Telehealth has been proposed as one low-cost strategy to improve access to care in both acute and chronic conditions.9,10,11 Telehealth enables patients to access healthcare from home with minimal effort and allows for chronic disease management to occur more frequently. In chronic CHF management, for instance, home telehealth (HT) can enable daily weight and vitals monitoring, timely medication changes, provider consultation, and early recognition of decompensation with appropriate intervention.12 Similar programs have been developed for symptom and spirometry monitoring in COPD and blood sugar monitoring in CHF.

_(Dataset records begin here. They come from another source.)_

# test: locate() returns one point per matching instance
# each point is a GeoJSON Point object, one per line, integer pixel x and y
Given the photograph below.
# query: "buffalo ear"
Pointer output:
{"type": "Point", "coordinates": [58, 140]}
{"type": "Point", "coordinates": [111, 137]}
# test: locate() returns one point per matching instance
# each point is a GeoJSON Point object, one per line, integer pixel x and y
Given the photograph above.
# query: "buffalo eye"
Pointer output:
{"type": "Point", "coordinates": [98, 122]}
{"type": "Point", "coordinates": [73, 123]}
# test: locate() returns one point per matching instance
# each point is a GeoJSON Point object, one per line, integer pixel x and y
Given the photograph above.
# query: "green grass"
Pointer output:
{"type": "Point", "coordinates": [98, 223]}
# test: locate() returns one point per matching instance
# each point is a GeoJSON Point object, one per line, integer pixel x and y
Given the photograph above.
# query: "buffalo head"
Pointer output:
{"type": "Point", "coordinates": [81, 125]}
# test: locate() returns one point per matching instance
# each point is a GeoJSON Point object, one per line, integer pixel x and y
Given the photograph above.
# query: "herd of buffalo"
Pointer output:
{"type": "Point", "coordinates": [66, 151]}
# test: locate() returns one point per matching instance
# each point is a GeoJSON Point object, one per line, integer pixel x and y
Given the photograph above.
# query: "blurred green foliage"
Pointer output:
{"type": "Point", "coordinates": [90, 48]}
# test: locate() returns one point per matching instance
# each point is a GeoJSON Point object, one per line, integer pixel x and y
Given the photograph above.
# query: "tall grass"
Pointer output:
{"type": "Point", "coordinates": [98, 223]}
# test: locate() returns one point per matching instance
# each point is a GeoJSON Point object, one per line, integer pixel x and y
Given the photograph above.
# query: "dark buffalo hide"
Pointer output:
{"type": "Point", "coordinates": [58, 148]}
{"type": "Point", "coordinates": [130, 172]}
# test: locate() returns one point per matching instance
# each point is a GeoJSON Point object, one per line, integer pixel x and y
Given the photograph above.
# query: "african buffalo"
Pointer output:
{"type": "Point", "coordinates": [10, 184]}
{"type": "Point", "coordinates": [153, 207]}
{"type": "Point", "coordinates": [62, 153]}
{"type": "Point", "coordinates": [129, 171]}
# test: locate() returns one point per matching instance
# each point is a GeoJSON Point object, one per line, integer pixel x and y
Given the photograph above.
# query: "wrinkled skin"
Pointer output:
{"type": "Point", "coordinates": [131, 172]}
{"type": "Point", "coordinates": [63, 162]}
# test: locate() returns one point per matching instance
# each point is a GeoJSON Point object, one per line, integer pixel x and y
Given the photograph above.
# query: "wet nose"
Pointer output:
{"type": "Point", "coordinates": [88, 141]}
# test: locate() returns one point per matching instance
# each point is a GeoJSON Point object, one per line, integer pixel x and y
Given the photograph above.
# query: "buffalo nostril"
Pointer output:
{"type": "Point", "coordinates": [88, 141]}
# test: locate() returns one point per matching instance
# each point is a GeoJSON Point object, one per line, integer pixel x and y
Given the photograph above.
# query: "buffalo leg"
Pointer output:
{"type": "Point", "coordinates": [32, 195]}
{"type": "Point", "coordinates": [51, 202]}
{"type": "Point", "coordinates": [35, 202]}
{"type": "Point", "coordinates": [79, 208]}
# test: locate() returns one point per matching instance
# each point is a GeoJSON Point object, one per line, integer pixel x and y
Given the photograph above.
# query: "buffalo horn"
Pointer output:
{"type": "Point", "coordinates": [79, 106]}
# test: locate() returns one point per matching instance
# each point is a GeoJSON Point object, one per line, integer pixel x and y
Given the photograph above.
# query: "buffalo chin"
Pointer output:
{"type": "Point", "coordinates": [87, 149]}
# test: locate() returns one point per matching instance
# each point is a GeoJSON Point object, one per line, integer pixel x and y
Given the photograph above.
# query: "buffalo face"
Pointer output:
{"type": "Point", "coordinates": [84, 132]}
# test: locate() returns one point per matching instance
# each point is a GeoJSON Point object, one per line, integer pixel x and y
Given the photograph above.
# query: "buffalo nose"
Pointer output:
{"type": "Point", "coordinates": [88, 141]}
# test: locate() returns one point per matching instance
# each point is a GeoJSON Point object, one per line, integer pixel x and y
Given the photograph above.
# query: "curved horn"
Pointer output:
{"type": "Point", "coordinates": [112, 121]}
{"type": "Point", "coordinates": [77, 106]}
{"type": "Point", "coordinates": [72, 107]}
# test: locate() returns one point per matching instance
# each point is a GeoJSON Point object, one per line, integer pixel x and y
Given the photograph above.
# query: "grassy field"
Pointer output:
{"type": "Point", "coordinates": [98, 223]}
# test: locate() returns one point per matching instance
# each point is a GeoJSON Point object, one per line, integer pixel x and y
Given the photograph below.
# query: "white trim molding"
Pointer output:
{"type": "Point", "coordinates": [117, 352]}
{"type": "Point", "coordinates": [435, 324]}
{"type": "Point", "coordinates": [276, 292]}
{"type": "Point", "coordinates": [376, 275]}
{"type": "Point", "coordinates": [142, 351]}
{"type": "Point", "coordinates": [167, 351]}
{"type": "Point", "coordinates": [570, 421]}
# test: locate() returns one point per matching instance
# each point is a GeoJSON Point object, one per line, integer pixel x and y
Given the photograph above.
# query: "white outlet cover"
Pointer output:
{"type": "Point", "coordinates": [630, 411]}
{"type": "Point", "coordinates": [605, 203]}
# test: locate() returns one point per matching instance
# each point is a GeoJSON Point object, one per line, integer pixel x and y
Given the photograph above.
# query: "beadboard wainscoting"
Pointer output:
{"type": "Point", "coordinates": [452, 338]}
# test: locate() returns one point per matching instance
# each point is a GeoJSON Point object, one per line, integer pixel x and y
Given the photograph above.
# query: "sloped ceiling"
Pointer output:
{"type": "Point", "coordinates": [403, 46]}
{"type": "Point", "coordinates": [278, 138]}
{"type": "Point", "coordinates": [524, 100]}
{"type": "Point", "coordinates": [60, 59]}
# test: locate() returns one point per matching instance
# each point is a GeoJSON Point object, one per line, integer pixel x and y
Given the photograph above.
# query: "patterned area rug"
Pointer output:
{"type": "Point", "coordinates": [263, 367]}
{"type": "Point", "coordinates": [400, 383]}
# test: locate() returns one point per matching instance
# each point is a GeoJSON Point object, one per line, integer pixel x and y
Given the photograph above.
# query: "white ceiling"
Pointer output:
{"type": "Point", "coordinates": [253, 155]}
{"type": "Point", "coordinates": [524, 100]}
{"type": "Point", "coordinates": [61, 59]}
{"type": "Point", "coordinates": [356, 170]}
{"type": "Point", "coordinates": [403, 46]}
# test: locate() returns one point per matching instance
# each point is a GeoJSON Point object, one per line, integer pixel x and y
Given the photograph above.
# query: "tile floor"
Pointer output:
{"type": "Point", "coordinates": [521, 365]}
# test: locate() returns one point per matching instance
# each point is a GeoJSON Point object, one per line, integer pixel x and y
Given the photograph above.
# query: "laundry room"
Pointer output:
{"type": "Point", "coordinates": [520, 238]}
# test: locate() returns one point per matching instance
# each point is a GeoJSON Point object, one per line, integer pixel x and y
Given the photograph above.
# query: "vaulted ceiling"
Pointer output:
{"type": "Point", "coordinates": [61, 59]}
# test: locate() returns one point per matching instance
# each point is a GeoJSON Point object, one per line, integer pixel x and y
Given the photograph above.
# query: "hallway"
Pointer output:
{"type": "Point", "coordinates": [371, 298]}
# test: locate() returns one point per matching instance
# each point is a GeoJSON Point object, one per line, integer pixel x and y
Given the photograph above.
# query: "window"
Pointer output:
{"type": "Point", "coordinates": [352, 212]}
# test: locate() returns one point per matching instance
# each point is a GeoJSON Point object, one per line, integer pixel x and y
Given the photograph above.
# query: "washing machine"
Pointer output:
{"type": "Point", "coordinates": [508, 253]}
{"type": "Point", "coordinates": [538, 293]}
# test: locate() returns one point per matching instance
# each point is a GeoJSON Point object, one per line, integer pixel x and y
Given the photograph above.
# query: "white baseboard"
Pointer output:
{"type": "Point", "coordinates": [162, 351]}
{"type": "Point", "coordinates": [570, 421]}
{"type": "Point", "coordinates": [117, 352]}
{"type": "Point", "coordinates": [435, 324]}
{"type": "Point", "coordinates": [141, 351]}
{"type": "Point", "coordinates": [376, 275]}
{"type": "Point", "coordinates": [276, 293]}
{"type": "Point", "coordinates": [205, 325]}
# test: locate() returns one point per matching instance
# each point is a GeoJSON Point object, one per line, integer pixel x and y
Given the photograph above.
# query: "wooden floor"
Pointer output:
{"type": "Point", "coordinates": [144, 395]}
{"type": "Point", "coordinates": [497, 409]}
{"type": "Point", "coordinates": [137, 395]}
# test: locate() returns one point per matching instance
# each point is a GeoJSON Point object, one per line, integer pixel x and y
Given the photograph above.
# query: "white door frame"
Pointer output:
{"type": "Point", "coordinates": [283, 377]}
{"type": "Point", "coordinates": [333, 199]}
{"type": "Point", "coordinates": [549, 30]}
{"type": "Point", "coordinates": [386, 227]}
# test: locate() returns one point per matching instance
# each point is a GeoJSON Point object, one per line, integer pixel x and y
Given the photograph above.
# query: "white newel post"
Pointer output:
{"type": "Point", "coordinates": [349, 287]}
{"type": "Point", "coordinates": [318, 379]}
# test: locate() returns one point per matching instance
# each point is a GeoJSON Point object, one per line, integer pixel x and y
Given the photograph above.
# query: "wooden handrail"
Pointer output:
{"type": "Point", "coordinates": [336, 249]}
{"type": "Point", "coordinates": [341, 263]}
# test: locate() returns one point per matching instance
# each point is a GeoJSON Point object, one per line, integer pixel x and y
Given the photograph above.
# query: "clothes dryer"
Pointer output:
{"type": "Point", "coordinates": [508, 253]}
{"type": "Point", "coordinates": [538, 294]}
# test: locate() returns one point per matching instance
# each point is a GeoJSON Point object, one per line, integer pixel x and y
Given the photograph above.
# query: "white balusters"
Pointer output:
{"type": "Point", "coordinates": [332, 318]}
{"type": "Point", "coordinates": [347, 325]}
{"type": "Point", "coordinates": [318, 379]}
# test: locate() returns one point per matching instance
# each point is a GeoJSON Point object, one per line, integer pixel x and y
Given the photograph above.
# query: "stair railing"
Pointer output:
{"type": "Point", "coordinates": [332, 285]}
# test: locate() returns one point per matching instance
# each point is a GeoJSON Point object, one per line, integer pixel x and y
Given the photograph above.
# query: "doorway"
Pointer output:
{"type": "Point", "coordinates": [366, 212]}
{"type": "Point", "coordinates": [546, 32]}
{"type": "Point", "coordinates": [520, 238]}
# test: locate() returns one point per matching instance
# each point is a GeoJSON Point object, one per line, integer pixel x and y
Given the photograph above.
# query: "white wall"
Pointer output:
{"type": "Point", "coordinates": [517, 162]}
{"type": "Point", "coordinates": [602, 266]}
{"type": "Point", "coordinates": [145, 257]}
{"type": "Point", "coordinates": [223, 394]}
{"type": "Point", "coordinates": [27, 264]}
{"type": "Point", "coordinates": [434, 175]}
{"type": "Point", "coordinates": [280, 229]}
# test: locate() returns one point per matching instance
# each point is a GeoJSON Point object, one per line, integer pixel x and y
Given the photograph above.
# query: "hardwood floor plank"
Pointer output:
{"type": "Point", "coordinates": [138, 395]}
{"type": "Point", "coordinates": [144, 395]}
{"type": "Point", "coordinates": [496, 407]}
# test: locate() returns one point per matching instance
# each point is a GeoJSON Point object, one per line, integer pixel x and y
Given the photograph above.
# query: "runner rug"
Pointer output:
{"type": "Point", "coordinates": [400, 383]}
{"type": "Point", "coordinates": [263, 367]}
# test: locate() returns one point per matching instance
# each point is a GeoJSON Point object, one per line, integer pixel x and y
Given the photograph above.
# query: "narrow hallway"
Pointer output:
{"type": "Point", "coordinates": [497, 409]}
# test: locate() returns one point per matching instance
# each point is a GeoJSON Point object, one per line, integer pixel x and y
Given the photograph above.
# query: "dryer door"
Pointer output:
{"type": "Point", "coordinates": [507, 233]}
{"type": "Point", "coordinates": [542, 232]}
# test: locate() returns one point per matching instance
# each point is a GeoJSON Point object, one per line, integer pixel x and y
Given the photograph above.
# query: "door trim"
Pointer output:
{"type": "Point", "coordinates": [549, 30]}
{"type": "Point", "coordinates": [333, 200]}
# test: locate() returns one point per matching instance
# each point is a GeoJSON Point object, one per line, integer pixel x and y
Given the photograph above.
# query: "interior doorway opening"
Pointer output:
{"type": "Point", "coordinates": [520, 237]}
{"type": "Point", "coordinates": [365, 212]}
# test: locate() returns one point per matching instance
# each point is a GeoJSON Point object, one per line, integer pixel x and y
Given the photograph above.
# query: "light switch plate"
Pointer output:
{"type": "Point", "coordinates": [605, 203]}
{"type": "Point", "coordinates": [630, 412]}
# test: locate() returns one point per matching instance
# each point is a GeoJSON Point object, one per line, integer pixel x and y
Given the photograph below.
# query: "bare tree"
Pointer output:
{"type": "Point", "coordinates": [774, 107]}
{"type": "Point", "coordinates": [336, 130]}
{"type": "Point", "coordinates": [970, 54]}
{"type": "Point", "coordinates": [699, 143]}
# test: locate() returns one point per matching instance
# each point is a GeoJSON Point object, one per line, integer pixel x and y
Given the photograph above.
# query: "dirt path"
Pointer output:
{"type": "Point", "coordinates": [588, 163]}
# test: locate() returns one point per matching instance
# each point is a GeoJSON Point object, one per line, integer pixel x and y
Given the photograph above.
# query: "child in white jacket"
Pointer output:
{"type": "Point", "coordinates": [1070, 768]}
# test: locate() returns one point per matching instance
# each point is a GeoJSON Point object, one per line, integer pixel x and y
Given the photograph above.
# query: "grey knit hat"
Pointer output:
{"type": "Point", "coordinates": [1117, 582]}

The Veterans Health Administration (VHA) has had a HT program for the past 20 years.13 The program involves the use of a set of Disease Management Protocols by a nurse care coordinator in conjunction with daily HT monitoring and regular symptom questionnaires.14 In previous single-center implementation studies, HT monitoring was associated with reduced hospital admissions and decreased costs.15,16,17,18 Telehealth programs function differently at scale, however, so the effect of a HT program on overall population health remains unclear. The objective of this study was to measure the effect of HT use on clinical outcomes and healthcare utilization in a cohort of veterans with chronic disease in a mature telehealth system.

METHODS

Study Design, Population, and Data Sources

This analysis was a multicenter retrospective matched cohort study of veterans ≥ 65 years with CHF, COPD, or DM between 2013 and 2018. The Veterans Health Administration operated a comprehensive national health system including inpatient and outpatient care for veterans throughout the USA. Participants were included if they had vested VHA health coverage (i.e., fully qualified for VA services), at least one primary care visit within the VHA between 2013 and 2018 and an inpatient or outpatient and diagnosis code consistent with CHF, COPD, or DM (Supplemental Table 1).19 We excluded patients with visits in multiple Veterans Integrated Service Networks (VISNs) during the study period, a first HT monitoring code listed after a death date (indicating an administrative error), or missing gender, home location, or Care Assessment Need (CAN) risk adjustment score. The CAN score is a validated risk score that incorporates predictors from sociodemographic variables, medical conditions, vital signs, prior healthcare use, medications, and laboratory tests to estimate the probability of hospital admission or death within 1 year.20,21.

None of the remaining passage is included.